Ziel des laufenden Projektes ist die Entwicklung von fluidischen Testständen, mit denen die Hämokompatibilität von Beschichtungen kardiovaskulärer Implantate sowie die Hämokompatibilität ganzer Implantatbausteine effizient und parallelisiert, unter kontrollierten Versuchsbedingungen (z.B. Strömung, Medienzusammensetzung etc.) sowie mit geringerem Materialaufwand als bisher in vitro evaluiert werden kann.

Analyse von Chemotaxis in mikrofluidischen Systemen

Chemotaxis
© Fraunhofer IZI-BB

Phasenkontrastaufnahme der Migration von HFF1-Zellen im Konzentrationsgradienten mit Plot der entsprechenden Trajektorien. Mit fluoreszenzoptischen Methoden können Veränderungen des Zytoskeletts während der Ausbildung von Lamellipodien dynamisch verfolgt werden. Maßbalken: 50 µm.
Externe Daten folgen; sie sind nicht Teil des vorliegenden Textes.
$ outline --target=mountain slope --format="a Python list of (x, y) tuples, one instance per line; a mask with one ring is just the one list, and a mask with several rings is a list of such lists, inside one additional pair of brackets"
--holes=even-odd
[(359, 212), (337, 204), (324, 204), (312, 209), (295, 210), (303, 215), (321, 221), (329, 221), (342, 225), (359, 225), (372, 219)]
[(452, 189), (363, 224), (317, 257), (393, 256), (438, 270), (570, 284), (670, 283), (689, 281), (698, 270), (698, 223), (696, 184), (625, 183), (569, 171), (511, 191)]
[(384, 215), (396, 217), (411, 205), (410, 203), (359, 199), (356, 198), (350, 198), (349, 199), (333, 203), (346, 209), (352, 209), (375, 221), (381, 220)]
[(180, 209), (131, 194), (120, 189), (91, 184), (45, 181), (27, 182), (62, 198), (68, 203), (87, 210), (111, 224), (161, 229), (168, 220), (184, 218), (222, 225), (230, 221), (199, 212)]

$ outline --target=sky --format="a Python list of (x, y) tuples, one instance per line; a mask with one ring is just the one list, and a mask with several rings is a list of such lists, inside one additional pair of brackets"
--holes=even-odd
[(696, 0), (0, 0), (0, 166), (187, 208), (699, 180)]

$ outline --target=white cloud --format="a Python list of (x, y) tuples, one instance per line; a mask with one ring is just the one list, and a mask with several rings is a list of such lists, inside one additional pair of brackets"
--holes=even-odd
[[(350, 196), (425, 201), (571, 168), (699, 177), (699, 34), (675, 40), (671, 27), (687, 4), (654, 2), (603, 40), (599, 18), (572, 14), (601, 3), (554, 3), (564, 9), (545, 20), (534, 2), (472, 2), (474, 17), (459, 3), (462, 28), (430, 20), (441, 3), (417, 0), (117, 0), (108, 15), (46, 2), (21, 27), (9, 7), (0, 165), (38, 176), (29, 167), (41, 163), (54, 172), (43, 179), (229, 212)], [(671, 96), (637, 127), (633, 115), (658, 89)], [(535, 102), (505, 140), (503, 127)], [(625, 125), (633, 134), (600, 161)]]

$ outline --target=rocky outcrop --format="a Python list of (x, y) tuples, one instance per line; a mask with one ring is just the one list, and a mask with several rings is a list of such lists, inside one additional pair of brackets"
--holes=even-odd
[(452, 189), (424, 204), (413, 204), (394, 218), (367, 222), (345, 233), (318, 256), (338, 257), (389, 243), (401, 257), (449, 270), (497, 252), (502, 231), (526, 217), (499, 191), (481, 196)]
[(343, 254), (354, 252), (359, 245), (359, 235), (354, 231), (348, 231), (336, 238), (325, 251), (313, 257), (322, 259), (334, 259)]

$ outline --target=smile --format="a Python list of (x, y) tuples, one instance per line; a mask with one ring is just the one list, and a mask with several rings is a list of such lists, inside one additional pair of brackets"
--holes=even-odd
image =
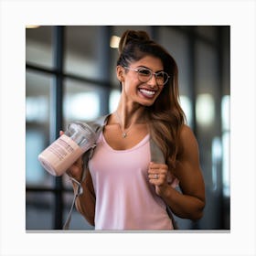
[(139, 91), (147, 98), (153, 98), (155, 94), (155, 91), (149, 91), (146, 89), (139, 89)]

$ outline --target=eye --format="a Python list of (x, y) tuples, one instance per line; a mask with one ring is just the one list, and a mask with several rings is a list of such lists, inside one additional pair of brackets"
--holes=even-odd
[(138, 70), (138, 72), (139, 72), (139, 74), (140, 74), (141, 76), (144, 76), (144, 77), (149, 77), (149, 76), (151, 76), (151, 71), (150, 71), (149, 69), (140, 69)]
[(159, 79), (163, 79), (165, 77), (165, 73), (164, 72), (158, 72), (156, 73), (156, 77)]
Chemotaxis bezeichnet die gerichtete Migration von Zellen im Konzentrationsgradienten einer stimulierenden Substanz und spielt eine zentrale Rolle bei vielen wichtigen biologischen Prozessen wie Embryonalentwicklung, Immunabwehr oder Krebs. Das Verständnis der zugrundeliegenden molekularen Mechanismen ist essentiell, wenn neue, an diesen Prozessen ansetzende Wirkstoffe entwickelt werden sollen. Leider können mit klassischen Chemotaxis-Assays die experimentellen Rahmenbedingungen zur Untersuchung von Chemotaxis oft nur unzureichend kontrolliert werden. Um diese Limitationen zu überwinden, verwenden wir mikrofluidische Systeme, mit denen hochgradig stabile Konzentrationsgradienten erzeugt und die Migration der stimulierten Zellen über Stunden dynamisch erfasst werden kann. Die Gradienten werden dabei unter laminaren Strömungsbedingungen durch Diffusion zwischen zwei parallelen Teilströmungen generiert. Durch die Variation von Strömungsgeschwindigkeiten kann die Steilheit des Gradienten eingestellt und dieser an verschiedenen Positionen im mikrofluidischen Kanal positioniert werden. Hierdurch kann die Stimulation von Zellen mit löslichen Faktoren örtlich und zeitlich sehr flexibel variiert und an die jeweiligen Versuchsbedingungen angepasst werden.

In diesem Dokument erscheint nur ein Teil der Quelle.